War in the Media
Author, syndicated columnist, and Park Scholar Tenth Anniversary Speaker Norman Solomon talks about good journalism and bad. by Erika Spaet '09
Opening the morning paper and getting fingers messy with ink is as much a ritual for many Americans as a morning cup of coffee. But according to Norman Solomon, author, syndicated columnist, and Park Scholar Tenth Anniversary Speaker Series guest, the search for good journalism should go far beyond the routine.
“Whether you’re a newspaper reporter, a student, a government official, a school teacher, a librarian, or a ditch digger,” he says, “we all have a responsibility and opportunity to engage in civic discourse and promote democracy.” Solomon himself reads a variety of news sources each day, he says, because “there’s no gospel out there.”

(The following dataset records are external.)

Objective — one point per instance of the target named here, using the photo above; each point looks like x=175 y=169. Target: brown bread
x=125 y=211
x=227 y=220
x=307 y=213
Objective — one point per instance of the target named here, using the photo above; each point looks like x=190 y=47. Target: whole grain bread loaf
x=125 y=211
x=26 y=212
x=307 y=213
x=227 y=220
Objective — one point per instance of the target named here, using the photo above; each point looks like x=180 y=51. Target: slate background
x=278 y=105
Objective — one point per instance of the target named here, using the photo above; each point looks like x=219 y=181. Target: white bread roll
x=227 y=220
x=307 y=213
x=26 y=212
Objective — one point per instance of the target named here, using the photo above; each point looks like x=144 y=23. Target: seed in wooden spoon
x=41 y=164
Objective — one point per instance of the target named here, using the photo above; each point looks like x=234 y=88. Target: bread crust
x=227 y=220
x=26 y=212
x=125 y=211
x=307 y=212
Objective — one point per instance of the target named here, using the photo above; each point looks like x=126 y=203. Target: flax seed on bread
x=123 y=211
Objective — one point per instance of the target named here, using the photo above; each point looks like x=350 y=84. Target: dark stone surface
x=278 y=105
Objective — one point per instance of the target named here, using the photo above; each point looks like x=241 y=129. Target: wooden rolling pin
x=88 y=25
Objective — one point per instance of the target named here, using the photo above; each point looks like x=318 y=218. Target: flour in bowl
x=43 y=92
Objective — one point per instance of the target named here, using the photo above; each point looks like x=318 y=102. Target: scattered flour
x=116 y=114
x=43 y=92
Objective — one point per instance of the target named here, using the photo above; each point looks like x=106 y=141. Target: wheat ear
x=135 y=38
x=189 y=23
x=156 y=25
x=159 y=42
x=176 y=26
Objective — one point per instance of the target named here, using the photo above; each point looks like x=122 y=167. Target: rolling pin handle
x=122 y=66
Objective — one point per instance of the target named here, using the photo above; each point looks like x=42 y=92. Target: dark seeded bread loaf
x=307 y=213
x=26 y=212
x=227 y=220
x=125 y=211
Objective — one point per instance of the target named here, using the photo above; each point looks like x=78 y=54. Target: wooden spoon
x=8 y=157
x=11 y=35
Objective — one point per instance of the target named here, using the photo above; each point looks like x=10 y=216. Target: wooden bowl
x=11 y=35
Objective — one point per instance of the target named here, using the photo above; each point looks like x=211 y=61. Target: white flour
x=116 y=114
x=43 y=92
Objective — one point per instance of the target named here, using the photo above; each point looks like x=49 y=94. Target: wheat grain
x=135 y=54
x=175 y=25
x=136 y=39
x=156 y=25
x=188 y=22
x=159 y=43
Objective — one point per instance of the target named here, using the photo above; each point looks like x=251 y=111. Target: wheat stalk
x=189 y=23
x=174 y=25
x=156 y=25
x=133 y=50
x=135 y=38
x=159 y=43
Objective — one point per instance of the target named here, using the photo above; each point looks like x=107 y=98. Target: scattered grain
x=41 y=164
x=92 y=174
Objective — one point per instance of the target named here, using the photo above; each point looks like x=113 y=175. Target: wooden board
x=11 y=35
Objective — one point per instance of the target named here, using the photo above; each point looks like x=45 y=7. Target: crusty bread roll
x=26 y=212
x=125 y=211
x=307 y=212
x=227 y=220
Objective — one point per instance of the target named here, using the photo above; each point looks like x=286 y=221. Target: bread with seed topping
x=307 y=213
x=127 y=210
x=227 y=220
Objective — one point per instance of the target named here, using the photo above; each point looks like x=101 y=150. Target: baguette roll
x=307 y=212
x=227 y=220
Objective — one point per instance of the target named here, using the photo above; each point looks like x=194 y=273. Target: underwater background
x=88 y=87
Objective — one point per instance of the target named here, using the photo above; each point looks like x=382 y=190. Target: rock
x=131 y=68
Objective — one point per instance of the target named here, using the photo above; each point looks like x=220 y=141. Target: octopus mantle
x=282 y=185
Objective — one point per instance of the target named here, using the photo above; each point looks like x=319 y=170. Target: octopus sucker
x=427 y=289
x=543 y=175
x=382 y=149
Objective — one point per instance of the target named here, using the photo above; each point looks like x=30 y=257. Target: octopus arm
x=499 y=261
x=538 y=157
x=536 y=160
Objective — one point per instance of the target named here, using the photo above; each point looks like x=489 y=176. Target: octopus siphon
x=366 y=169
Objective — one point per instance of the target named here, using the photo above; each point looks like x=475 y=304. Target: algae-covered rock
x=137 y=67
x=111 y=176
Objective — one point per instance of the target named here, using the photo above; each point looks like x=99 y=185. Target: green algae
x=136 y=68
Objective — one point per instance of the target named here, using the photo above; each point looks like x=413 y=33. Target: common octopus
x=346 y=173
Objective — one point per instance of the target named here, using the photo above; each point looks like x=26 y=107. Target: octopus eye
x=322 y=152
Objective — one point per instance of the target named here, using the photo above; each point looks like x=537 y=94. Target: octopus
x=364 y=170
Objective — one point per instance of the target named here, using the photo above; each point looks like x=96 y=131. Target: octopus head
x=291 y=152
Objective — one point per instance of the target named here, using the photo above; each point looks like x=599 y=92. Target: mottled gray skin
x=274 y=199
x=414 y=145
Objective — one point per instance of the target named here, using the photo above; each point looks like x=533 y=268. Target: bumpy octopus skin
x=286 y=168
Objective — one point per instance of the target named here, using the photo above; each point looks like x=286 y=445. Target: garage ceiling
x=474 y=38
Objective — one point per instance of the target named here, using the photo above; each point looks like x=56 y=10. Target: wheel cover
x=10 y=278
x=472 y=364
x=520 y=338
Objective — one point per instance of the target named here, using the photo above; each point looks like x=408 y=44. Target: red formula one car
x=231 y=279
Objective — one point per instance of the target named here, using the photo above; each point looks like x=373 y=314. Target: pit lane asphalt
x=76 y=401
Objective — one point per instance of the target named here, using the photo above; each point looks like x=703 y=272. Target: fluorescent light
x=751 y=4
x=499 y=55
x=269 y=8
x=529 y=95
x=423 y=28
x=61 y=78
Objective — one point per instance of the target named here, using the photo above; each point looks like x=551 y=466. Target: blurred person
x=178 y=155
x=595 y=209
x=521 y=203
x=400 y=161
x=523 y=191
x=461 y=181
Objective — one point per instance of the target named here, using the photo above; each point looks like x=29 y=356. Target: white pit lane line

In his February lecture, “The Media Politics of War,” Solomon encouraged students, many of them future journalists, to “swim against the current” of corporate-controlled media. Solomon’s dedication to independent journalism prompted him to create the Institute for Public Accuracy, a national consortium of policy analysts and researchers that provides journalists with access to experts whose voices aren’t often heard.
The Ithaca audience was treated to a sneak preview of the film made from Solomon’s latest book,
War Made Easy:
How Presidents and Pundits Keep Spinning Us to Death. The documentary, produced by the Media Education
Foundation, is being released this spring as the next step in Solomon’s “push against the
mainstream.”
But that kind of push can be a scary thought for many journalism students; maintaining journalistic
integrity rarely
results in the superstardom and sizable salaries that some journalists have assumed. Park Scholar and
former IPA intern Emily McNeill ’08 admits, though, that she’d sacrifice fame to do what
she loves. “I worry that I won’t be able to have as much of an influence outside the
mainstream,” she says, “but I would be miserable if I felt I couldn’t do the kind of
journalism I believe in.”
With students like McNeill at the helm of the future of journalism, perhaps media analysts and everyday readers may find more truthfulness in their news. “We can hope,” says Solomon, “that there is an allegiance to journalism that draws on a diversity of sources. People should be heard and information unearthed without regard to who has power.”